Results: We evaluated the automatic segmentation results A using the Dice overlap \(D=2|A\cap E|/(|A|+|E|)\) (compared to an expert segmentation E). Vantage point forests clearly outperform random forests and achieve accuracies of >0.90 for liver and kidneys and \(\approx \)0.70 for the smaller structures. Random forests benefit from using real-valued features but are on average 10 % points inferior, revealing in particular problems with the thin psoas muscles. Our average Dice score of 0.84 (see details in Fig. 3) is higher than results for MALF: 0.70 or SIFT keypoint transfer: 0.78 published by [8] on the same VISCERAL training set.

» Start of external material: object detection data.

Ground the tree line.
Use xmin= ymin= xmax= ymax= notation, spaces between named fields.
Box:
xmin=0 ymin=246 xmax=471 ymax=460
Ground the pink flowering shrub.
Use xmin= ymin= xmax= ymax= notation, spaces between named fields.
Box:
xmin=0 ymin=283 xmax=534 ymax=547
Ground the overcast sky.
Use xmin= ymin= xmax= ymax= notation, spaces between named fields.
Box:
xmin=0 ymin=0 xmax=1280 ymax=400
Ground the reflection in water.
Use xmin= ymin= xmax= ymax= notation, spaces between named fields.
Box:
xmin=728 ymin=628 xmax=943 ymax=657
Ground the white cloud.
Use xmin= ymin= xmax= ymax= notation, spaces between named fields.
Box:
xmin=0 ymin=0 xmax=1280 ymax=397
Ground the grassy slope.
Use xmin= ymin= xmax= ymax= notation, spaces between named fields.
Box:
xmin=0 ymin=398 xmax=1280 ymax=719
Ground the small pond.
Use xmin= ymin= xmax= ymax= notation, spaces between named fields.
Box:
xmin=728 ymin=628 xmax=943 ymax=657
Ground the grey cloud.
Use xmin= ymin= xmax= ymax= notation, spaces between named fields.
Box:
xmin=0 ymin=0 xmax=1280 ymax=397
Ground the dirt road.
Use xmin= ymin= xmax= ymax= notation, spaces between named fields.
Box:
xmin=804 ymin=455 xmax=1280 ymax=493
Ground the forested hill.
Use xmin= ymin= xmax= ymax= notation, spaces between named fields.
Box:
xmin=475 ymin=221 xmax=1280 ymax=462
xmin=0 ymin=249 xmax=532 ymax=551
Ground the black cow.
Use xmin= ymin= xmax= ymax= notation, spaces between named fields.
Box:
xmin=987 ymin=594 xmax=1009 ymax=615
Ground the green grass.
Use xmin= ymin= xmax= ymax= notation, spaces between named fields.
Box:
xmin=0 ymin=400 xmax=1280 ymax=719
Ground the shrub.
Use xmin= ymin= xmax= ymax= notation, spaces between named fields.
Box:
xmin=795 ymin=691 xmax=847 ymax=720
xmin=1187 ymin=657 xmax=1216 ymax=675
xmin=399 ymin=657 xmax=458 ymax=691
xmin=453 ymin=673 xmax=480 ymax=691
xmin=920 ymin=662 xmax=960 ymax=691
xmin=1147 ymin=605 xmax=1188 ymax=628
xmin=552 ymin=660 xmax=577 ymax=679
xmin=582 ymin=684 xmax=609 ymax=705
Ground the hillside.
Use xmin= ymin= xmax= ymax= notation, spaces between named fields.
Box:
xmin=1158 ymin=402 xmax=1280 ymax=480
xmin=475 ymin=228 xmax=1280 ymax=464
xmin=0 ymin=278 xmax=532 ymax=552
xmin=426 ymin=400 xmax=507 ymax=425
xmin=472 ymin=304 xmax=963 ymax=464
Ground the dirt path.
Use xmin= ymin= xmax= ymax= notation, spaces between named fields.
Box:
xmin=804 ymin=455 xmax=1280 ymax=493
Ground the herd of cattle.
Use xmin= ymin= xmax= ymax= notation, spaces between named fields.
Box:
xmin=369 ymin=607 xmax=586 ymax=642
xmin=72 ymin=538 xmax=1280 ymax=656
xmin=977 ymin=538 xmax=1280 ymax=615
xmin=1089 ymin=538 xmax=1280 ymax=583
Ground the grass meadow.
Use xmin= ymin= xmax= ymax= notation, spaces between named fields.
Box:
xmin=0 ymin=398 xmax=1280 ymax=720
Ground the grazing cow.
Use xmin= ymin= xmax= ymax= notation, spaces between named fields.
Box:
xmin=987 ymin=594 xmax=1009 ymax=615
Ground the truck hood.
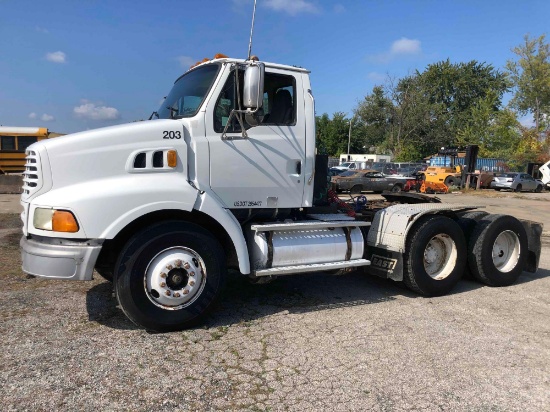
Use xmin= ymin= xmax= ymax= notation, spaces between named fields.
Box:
xmin=29 ymin=120 xmax=185 ymax=188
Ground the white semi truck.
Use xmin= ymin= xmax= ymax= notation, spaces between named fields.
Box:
xmin=21 ymin=58 xmax=542 ymax=331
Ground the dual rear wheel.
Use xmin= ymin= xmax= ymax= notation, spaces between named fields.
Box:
xmin=403 ymin=212 xmax=527 ymax=296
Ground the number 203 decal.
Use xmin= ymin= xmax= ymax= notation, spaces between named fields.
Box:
xmin=162 ymin=130 xmax=181 ymax=139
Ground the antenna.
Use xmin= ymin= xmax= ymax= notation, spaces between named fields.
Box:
xmin=246 ymin=0 xmax=256 ymax=60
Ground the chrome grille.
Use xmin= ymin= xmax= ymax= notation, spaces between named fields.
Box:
xmin=22 ymin=149 xmax=42 ymax=198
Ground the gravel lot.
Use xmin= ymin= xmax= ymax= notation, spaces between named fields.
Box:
xmin=0 ymin=194 xmax=550 ymax=411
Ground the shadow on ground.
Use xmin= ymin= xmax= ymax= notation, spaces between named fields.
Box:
xmin=86 ymin=269 xmax=550 ymax=329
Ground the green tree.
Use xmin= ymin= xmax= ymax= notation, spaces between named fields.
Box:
xmin=418 ymin=59 xmax=509 ymax=138
xmin=506 ymin=35 xmax=550 ymax=131
xmin=315 ymin=112 xmax=364 ymax=156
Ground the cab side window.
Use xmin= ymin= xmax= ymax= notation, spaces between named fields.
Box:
xmin=214 ymin=70 xmax=246 ymax=133
xmin=214 ymin=70 xmax=296 ymax=133
xmin=262 ymin=73 xmax=296 ymax=126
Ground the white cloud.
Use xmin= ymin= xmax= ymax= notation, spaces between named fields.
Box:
xmin=46 ymin=51 xmax=67 ymax=63
xmin=176 ymin=56 xmax=197 ymax=70
xmin=264 ymin=0 xmax=319 ymax=16
xmin=390 ymin=37 xmax=422 ymax=55
xmin=368 ymin=37 xmax=422 ymax=63
xmin=73 ymin=100 xmax=120 ymax=120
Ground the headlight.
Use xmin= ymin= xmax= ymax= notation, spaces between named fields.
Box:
xmin=33 ymin=208 xmax=79 ymax=233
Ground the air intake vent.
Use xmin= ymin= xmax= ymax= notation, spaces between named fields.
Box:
xmin=134 ymin=153 xmax=146 ymax=169
xmin=22 ymin=150 xmax=42 ymax=198
xmin=153 ymin=152 xmax=164 ymax=167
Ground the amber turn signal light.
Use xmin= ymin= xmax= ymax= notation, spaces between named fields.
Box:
xmin=166 ymin=150 xmax=178 ymax=167
xmin=52 ymin=210 xmax=78 ymax=233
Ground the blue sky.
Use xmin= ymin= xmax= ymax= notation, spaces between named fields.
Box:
xmin=0 ymin=0 xmax=550 ymax=133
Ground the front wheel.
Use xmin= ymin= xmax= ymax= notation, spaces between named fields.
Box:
xmin=349 ymin=185 xmax=363 ymax=195
xmin=114 ymin=221 xmax=226 ymax=332
xmin=403 ymin=216 xmax=466 ymax=296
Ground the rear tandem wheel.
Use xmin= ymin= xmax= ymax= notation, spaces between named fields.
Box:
xmin=468 ymin=215 xmax=528 ymax=286
xmin=403 ymin=215 xmax=466 ymax=296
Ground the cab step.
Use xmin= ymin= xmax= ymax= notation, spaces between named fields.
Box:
xmin=254 ymin=259 xmax=370 ymax=277
xmin=250 ymin=220 xmax=370 ymax=232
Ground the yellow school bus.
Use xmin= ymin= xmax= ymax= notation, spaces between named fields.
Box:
xmin=0 ymin=126 xmax=61 ymax=174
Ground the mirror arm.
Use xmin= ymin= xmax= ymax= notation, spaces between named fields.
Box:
xmin=222 ymin=109 xmax=248 ymax=140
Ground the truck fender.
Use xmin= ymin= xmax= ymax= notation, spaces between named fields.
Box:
xmin=367 ymin=203 xmax=483 ymax=253
xmin=193 ymin=192 xmax=250 ymax=275
xmin=367 ymin=203 xmax=483 ymax=281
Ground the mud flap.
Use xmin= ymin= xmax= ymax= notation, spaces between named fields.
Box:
xmin=519 ymin=219 xmax=542 ymax=273
xmin=365 ymin=246 xmax=403 ymax=282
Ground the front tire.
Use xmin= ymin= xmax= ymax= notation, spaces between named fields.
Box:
xmin=114 ymin=221 xmax=227 ymax=332
xmin=349 ymin=185 xmax=363 ymax=195
xmin=403 ymin=216 xmax=466 ymax=296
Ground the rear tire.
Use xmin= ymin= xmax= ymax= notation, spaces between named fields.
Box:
xmin=114 ymin=221 xmax=227 ymax=332
xmin=468 ymin=215 xmax=528 ymax=286
xmin=457 ymin=210 xmax=489 ymax=279
xmin=403 ymin=216 xmax=466 ymax=296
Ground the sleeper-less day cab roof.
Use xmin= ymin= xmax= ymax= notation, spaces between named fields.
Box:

For the test set [16], we obtain a Dice of 0.88, which is on par with the best MALF approach and only slightly inferior to the overall best performing method that uses shape models and is orders of magnitudes slower. Training times for vantage point trees are \(\approx \)15 s (over 6x faster than random forests). Applying the model to a new scan takes \(\approx \)1.5 s for each approach.

4 Conclusion

We have presented a novel classifier, vantage point forest, that is particularly well suited for multi-organ segmentation when using binary context features. It is faster to train, less prone to over-fitting and significantly more accurate than random forests (using axis-aligned splits). VP forests capture joint feature relations by comparing the entire feature vector at each node, while being computationally efficient (testing time of \(\approx \)1.5 s) due to the use of the Hamming distance (which greatly benefits from hardware popcount instructions, but if necessary real-valued features could also be employed in addition). We demonstrate state-of-the-art performance for abdominal CT segmentation – comparable to much more time-extensive multi-atlas registration (with label fusion). We obtained especially good results for small and challenging structures. Our method would also be directly applicable to other anatomies or modalities such as MRI, where the contrast insensitivity of BRIEF features would be desirable. The results of our algorithm could further be refined by adding subsequent stages (cascaded classification) and be further validated on newer benchmarks e.g. [19].